Partilerin çiftçi lehine ortak vaatleri
* Geçici tarım işçilerinin sosyal güvence kapsamına alınacak (CHP, HDP, MHP)
* Kooperatif birlikleri desteklenecek (CHP, HDP).
* Mayınlı araziler temizlenerek yoksul/geçimlik çiftçilerin kullanımına açılacak (HDP, MHP)
* Tarıma verilen destekler artırılacak (AKP, CHP, HDP, MHP)
* Temel tarım girdilerinden (mazot, gübre) vergi alınmayacak (CHP, HDP, MHP)
* CHP çiftçinin üretimde kullanacağı mazotun litresini 1,5 liraya; MHP ise 1,75 liraya düşürecek.
* CHP ve HDP yoksullara elektriği ücretsiz verecek; MHP ise vergi almayacak.
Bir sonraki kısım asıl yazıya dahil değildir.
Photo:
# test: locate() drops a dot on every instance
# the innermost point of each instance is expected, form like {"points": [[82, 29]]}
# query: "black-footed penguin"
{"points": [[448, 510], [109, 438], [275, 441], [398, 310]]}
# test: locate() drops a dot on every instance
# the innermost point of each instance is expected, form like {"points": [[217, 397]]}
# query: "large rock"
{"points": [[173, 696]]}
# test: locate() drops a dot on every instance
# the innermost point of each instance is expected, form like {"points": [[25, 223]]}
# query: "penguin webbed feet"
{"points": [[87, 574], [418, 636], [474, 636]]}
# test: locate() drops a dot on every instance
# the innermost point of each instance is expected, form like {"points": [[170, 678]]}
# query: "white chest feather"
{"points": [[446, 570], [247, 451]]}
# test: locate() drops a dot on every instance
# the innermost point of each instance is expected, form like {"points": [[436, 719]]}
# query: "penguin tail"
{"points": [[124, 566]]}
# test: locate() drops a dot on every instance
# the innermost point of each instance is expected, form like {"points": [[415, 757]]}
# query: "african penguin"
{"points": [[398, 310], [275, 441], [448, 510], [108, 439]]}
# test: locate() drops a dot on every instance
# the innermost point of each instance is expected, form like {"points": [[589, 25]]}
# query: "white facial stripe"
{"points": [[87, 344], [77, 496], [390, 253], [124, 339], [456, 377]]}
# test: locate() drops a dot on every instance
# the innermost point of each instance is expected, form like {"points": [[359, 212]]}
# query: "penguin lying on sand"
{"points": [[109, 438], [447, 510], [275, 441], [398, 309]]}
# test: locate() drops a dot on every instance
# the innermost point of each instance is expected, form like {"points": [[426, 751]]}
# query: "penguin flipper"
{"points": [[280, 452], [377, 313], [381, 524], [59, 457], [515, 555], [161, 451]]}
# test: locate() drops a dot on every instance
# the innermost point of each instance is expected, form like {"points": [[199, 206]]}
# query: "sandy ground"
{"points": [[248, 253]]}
* Çiftçi borçları yeniden yapılandırılacak (CHP, MHP)
* Tarım alanlarının amaç dışı kullanımına izin verilmeyecek (CHP, HDP, MHP)
* Meralarda özel mülkiyet söz konusu olmayacak (CHP, HDP)
* Sulanan alanlar artırılacak (AKP, MHP)
* GDO’lu ürünler denetim altında tutulacak (AKP, CHP)
Çiftçi lehine olan diğer vaatler
* Tarım işçilerinin sosyal güvenlik primleri 30 yaşına kadar devletçe karşılanacak (CHP).
* Yoksul çiftçilere hana başına asgari ücret düzeyinde gelir sağlanacak (CHP).
* Küçük çiftçilerin ve kooperatiflerin ürünlerini doğrudan tüketicilere satmaları için düzenleme yapılacak (CHP).
* Üretici köylü sendikalarını desteklenecek (HDP).
* Gıdada GDO’lu unsurlar yasaklanacak (HDP).
* Tarım sigortalarının kapsamı genişletilecek (AKP)
Çiftçinin aleyhine olan vaatler
* Tarımda sözleşmeli üretim modeli yaygınlaştırılacak (AKP, MHP).
* Tarımda işletme büyüklüklerinin artması teşvik edilecek (AKP, MHP).
* Kamu tarım işletmelerinin özel sektörle işbirliğine yönelecek (MHP).
Siyasi partilerin çiftçilere vaatleri özetle bunlar…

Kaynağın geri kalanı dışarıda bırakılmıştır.